August 21, 2012, 12:00 PM — People who have been involved in the challenges of e-discovery for a while remember when email arrived on the scene nearly two decades ago. It changed the way people collaborate and left companies with mounds of digital information that was costly and time-consuming to sort through when litigation struck.
The arrival of social media is in many ways a repeat of those challenges. As was true of email, social media comes with new metadata and formats. But because of the similarities, there is an opportunity to avoid the mistakes made with email. One thing is clear: Companies that dive into social media without the right policies and solutions to govern usage will encounter information governance and e-discovery nightmares down the road.
With email, companies could plead ignorance about the e-discovery issues that arose. The digital revolution was new and case law and civil procedure rules were still in flux. With email as a precedent, however, companies cannot hide behind ignorance in the case of social media. Instead, they can get ahead of social media by putting in place governance policies, processes and tools to ensure that the email history lesson informs these new methods of collaboration.

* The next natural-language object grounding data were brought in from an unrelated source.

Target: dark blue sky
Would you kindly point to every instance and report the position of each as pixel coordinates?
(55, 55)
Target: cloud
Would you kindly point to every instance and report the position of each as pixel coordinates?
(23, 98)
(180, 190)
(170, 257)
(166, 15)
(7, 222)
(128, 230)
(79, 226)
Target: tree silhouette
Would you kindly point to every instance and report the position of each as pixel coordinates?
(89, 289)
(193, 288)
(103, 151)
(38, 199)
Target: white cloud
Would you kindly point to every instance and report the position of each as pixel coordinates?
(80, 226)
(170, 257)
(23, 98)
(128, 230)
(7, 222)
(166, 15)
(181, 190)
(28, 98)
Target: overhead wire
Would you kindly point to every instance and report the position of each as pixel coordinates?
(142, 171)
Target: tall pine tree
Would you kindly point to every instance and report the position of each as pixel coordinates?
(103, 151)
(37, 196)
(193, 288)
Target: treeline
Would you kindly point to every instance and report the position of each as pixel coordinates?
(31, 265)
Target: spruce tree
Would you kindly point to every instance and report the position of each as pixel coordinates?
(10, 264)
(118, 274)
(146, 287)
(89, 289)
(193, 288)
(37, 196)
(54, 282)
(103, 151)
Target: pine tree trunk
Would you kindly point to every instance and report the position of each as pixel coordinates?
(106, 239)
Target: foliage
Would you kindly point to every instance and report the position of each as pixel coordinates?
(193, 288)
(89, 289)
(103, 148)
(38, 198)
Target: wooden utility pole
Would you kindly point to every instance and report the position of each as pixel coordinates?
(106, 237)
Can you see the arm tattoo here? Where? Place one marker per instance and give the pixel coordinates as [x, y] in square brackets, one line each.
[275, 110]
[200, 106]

Social media have seen widespread adoption. In order to avoid the mistakes made in the email generation, companies must figure out ways to best collect and preserve social-media content in the event it is needed for e-discovery. Today, this practice is extremely immature.
Recently, the eDJ Group conducted a survey on "The Cloud and eDiscovery" that looked at the experiences e-discovery professionals have had with collecting and preserving information from cloud-based sources such as Amazon, Rackspace and social-media publishers. At most, only 15% of the respondents indicated that they have had to collect from a popular social-media service. But that figure will surely rise.

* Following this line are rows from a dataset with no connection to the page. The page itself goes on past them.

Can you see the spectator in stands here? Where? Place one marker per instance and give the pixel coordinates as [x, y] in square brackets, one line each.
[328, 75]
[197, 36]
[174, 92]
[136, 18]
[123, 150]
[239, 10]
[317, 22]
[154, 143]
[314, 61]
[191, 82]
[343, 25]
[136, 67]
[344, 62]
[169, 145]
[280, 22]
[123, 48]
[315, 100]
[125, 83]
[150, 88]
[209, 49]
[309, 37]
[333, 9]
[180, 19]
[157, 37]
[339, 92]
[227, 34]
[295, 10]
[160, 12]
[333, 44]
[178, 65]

Technological methods for collection and preservation
When it comes to the collection and preservation of social-media content, companies have several choices of technological methods, each with distinct pros and cons.
A Web crawler is a computer program that periodically browses the Web (in this case, a social-media URL). The crawler creates a copy of the page to be stored for processing into a preservation repository. Companies can set up Web crawlers to capture content from social-media sites at various intervals. Most of these systems store social-media content as static Web pages. However, Web crawling does not necessarily create a forensic capture of a Web page in its full context and therefore may not be sufficient in certain types of cases.

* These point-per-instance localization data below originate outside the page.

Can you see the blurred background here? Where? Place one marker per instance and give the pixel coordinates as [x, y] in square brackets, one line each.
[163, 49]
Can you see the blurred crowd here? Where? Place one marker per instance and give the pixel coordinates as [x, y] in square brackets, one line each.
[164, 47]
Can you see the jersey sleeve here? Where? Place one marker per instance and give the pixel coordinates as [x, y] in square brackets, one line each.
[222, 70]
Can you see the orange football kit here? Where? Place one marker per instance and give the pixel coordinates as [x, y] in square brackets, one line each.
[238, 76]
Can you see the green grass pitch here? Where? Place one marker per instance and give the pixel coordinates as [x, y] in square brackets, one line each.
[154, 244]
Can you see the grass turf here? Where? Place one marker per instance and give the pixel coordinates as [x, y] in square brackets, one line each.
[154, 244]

Companies can set up programs that will essentially take a screenshot, or screen scrape, of a Web page and then store that image as a record of the page at that point in time. In most cases, the image will be converted to a PDF (or similar) file so that it can be indexed and searched within a preservation repository. A screenshot, though, is not a full capture of the information in a Web page. It lacks metadata and other context that may be important depending on the matter.
Publisher application programming interfaces
The major social-media publishers have APIs that third parties can write to in order to enable collection directly from the publisher. By writing to an API, it is possible to capture all of the data and metadata that the publisher makes available -- for example, a Facebook page -- and then map that data back into a preservation repository. A major consideration with the API method is bandwidth; social-media sites create massive volumes of content. In 2011, content aggregator Gnip estimated that Twitter created 35MB per second of sustained network traffic. That is a lot of content to ingest. It is wise to use third-party applications that connect to the social-media publishers directly.
There are many ways to execute an API collection approach. Many third-party vendors build connectors to social-media publishers and then provide applications that allow customers to collect and preserve as needed. One approach is to have employees authorize the enablement of an application that sits on the social-media site and have that application monitor and collect all information. This can be done automatically at the company firewall and gives the company an opportunity to restate policies and capture login information with informed consent of users. This practice has user privacy implications that should be carefully evaluated by counsel, especially for global corporations with users/customers located in foreign countries with strong privacy protections.
In the context of collecting and preserving social media, a proxy approach is one where a company requires employees to interface with social media through a proxy server so that interactions can be monitored and captured.
The most comprehensive approach to social-media collection and preservation would combine the API and proxy methods. Doing so would ensure complete capture of all of a user's social-media content. But this approach is probably overkill for any but the most highly regulated organizations (and even then, it will only be a small subset of employees in regulated companies that need to be monitored so closely).